Oireachtas Joint and Select Committees

Tuesday, 14 June 2022

Joint Oireachtas Committee on Housing, Planning and Local Government

Review and Consolidation of Planning Legislation: Department of Housing, Local Government and Heritage (Resumed)

Ms Maria Graham:

I take on board that there has been a strong number of contributions around planning enforcement and the speed and resourcing issue. That is something we are very alive to and it is very useful to get engagement on that.

The Vice Chairman specifically asked about resources. We are working with the CCMA on local authority resources. Enforcement is one of the areas where we are looking to see the level of resources that are there, what might be required for future need and what we can do around shared resources in that area. It is a platform that will be important, whatever comes from the review, to make sure there is an alignment in terms of looking to the future, as well as the gap that might be there at the moment.

In terms of the generality, I obviously cannot comment on the particular review that is under way at the moment in the board. In the broader context, we are at a point where we have had the national planning framework and the regional strategies, and all of the local development plans are now going through that. For the first time, we have a national planning framework that really sets a context to planning and sets that hierarchy. By the end of next year, broadly, all of the development plans will have been through the process and the OPR will have looked at them.

We will then be in a different era. We will have development plans with which people will have engaged that are compliant with the national planning framework. That should limit or set the context for the board when it looks at things. There should not be that misalignment or rift leading to the potential to have material contraventions on the grounds of national policy. In that broad sense, if we move on to the future in terms of this planning legislation, I envisage that people would be able to have confidence that, once the development plan has been through the cycle and has been through the OPR, there is a development plan that has been agreed and sets the context for what is going to happen. Over time, we want those development plans to get clearer and clearer to people and for there to be more engagement with people at the development plan stage so that they know what is going to happen in their area.

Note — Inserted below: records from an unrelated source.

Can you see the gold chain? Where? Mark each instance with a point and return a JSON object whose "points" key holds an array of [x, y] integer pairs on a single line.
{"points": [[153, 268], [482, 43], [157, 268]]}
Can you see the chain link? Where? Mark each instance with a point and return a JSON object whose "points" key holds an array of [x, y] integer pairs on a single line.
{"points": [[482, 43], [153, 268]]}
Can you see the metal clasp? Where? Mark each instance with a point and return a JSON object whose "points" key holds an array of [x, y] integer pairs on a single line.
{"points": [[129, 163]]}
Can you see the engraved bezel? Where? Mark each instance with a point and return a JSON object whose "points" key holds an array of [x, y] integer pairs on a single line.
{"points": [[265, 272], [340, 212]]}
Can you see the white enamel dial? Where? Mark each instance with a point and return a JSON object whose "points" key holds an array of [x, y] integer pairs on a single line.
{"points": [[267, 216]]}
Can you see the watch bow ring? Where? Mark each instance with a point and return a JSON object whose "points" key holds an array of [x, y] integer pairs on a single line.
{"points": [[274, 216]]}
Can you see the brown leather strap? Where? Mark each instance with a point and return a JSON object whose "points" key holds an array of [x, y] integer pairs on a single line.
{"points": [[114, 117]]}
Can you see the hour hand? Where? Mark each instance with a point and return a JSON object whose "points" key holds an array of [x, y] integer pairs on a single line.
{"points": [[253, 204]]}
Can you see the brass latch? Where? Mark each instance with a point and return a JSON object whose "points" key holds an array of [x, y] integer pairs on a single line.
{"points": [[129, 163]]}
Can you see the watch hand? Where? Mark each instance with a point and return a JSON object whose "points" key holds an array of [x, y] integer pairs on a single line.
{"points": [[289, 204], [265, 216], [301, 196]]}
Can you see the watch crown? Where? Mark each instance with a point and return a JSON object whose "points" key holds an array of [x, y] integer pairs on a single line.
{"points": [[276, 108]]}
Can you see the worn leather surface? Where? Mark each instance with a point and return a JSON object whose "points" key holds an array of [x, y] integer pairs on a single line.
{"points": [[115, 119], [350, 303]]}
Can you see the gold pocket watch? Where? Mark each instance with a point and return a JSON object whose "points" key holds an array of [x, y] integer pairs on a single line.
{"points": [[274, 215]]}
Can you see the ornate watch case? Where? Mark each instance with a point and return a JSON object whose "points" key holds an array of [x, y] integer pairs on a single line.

The large-scale residential developments going back to local authorities is also part of that piece. It must be in the context of the housing supply targets that are set for the area, the need to deliver on them, and the need to build for the future communities. That will be an important piece in building confidence in the planning system. From the system’s perspective, it is important that the impartiality and the independence of the board, as well as the independence of the OPR, are maintained. There are legislative proposals in the context of the organisational review. We are looking at them in that context. If anything else emerges, we will have an opportunity to take it on board.